CHAPTER XXII.

A DOUBLE LOVE-KNOT.

Spanish Fort—West End—they are well enough; but if I might have one small part of New Orleans to take with me wherever I may wander in this earthly pilgrimage, I should ask for the old Carrollton Gardens.

They lie near the farthest upper limit of the expanded city. I should want, of course, to include the levee, under which runs one side of the gardens’ fence; also the opposite shore of the Mississippi, with its just discernible plantation houses behind their levee; and the great bend of the river itself, with the sun setting in unutterable gorgeousness behind the distant, low-lying pecan groves of Nine-mile Point, and the bronzed and purpled waters kissing the very crown of the great turfed levee, down under whose land side the gardens blossom and give forth their hundred perfumes and bird songs to the children and lovers that haunt their winding alleys of oleander, jasmine, laurestine, orange, aloe, and rose, the grove of magnolias and oaks, and come out upon the levee’s top as the sun sinks, to catch the gentle breeze and see the twilight change to moonlight on the water.

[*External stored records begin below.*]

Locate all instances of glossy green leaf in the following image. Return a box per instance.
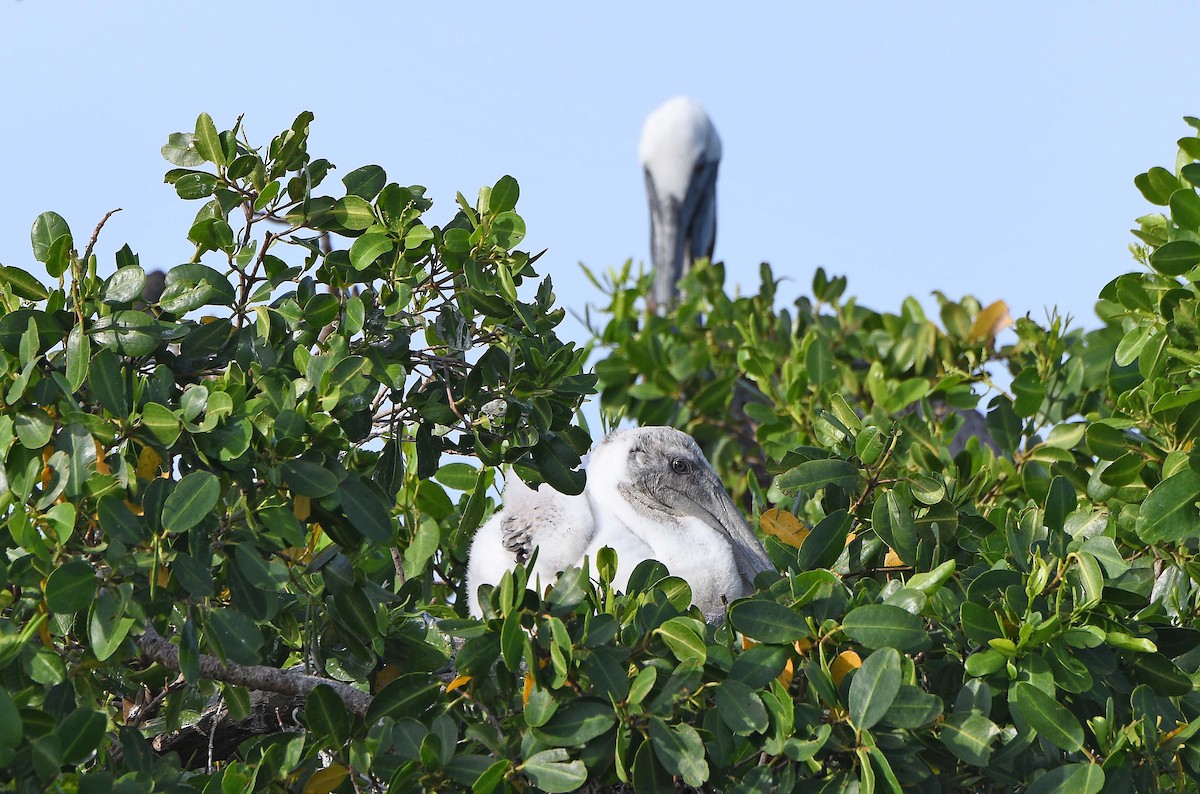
[532,699,617,747]
[46,560,96,613]
[1136,469,1200,543]
[1009,681,1084,752]
[162,471,221,533]
[282,459,337,499]
[938,711,1000,766]
[650,717,708,787]
[730,598,809,643]
[522,747,588,794]
[775,459,860,493]
[304,685,350,747]
[30,212,71,263]
[713,679,769,735]
[847,648,901,730]
[841,603,930,652]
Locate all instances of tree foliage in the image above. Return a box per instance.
[0,114,1200,794]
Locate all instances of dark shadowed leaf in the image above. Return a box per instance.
[533,700,617,747]
[730,598,809,643]
[304,684,350,747]
[282,459,337,499]
[1009,681,1084,752]
[848,648,900,730]
[46,560,96,613]
[841,603,930,652]
[162,471,221,533]
[523,747,588,794]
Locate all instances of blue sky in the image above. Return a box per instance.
[0,0,1200,338]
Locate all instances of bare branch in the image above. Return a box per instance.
[137,625,372,716]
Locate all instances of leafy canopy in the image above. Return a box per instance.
[0,114,1200,794]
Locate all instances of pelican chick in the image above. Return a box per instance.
[467,427,774,622]
[467,470,593,618]
[584,427,774,622]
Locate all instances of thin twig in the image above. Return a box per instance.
[83,207,121,266]
[137,625,372,716]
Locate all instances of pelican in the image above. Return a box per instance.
[637,96,721,308]
[467,427,774,622]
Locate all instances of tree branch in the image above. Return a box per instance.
[137,625,372,716]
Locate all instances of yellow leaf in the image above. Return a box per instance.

One evening as I sat on one of the levee benches here, with one whose I am and who is mine beside me, we noticed on the water opposite us, and near the farther shore, a large skiff propelled with two pairs of oars and containing, besides the two rowers, half a dozen passengers.

Then I remembered that I had seen the same craft when it was farther down the stream. The river is of a typical character about here. Coming around the upper bend, the vast current sweeps across to this, the Carrollton side, and strikes it just above the gardens with an incalculable gnawing, tearing power. Hence the very high levee here; the farther back the levee builders are driven by the corroding waters the lower the ground is under them, and the higher they must build to reach the height they reached before. From Carrollton the current rebounds, and swinging over to the other shore strikes it, boiling like a witch’s caldron, just above and along the place where you may descry the levee lock of the Company Canal.

I knew the waters all about there, and knew that this skiff full of passengers, some of whom we could see were women, having toiled through the seething current below, was now in a broad eddy, and, if it was about to cross the stream, would do so only after it had gone some hundred yards farther up the river. There it could cross almost with the current.

And so it did. I had forgotten it again, when presently it showed itself with all its freight, silhouetted against the crimson sky. I said quickly:

“I believe Bonaventure Deschamps is in that boat!”